As the war was drawing to a close and Germany was facing utter destruction, some of his attention turned to the Allies and their behavior. In an interview after the war he told a British newspaper correspondent. "Just as I fought against Nazi injustices, so I will fight any injustice wherever it comes from." He protested loudly, publicly, and clearly against the forced starvation of the German people by the Allies at the war’s end, against the thousands of rapes of German women and girls by not only the Russians, but also by many British and American soldiers, and against the plundering of peoples’ homes. He said there was "widespread ransacking of homes already destroyed by bombs, the pillaging and destruction of houses and farms by armed bands of robbers, the murder of many defenseless men, along with numerous rapes by bestial lechers." The British authorities tried to punish him for talking and writing that way by confiscating his car and taking away his ration card which was the only way he was enabled to buy any food, but this did not daunt him.

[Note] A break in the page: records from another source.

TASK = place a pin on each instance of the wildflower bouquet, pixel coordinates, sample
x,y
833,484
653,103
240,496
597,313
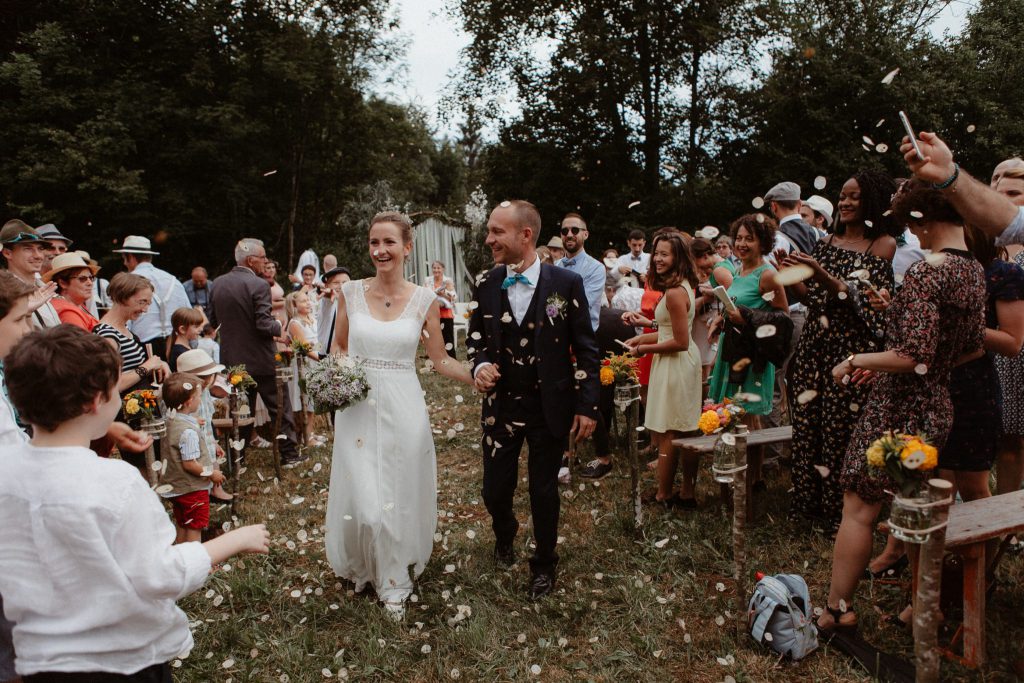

He said many of the postwar horrors perpetrated upon the German people "found justification in erroneous and hate-filled Allied propaganda based on the false view that all Germans are criminals and deserve the most severe punishment, including death and extermination." He told the Allies that he and other anti-Nazi Germans demanded punishment for all Nazi war criminals, but he pleaded for mercy for the German prisoners of war who for many months were not allowed even to contact their families. He also begged, without effect, for justice for the millions of innocent Germans expelled from former parts of Germany which were annexed after the war by the Communist governments of Poland and the Soviet Union. After his death it was discovered that he often had pleaded (and sometimes met with success) for the lives of many Allied prisoners held by the Nazis who had been condemned for one reason or another to be shot. Blessed Clement August, Count von Galen, pray for us!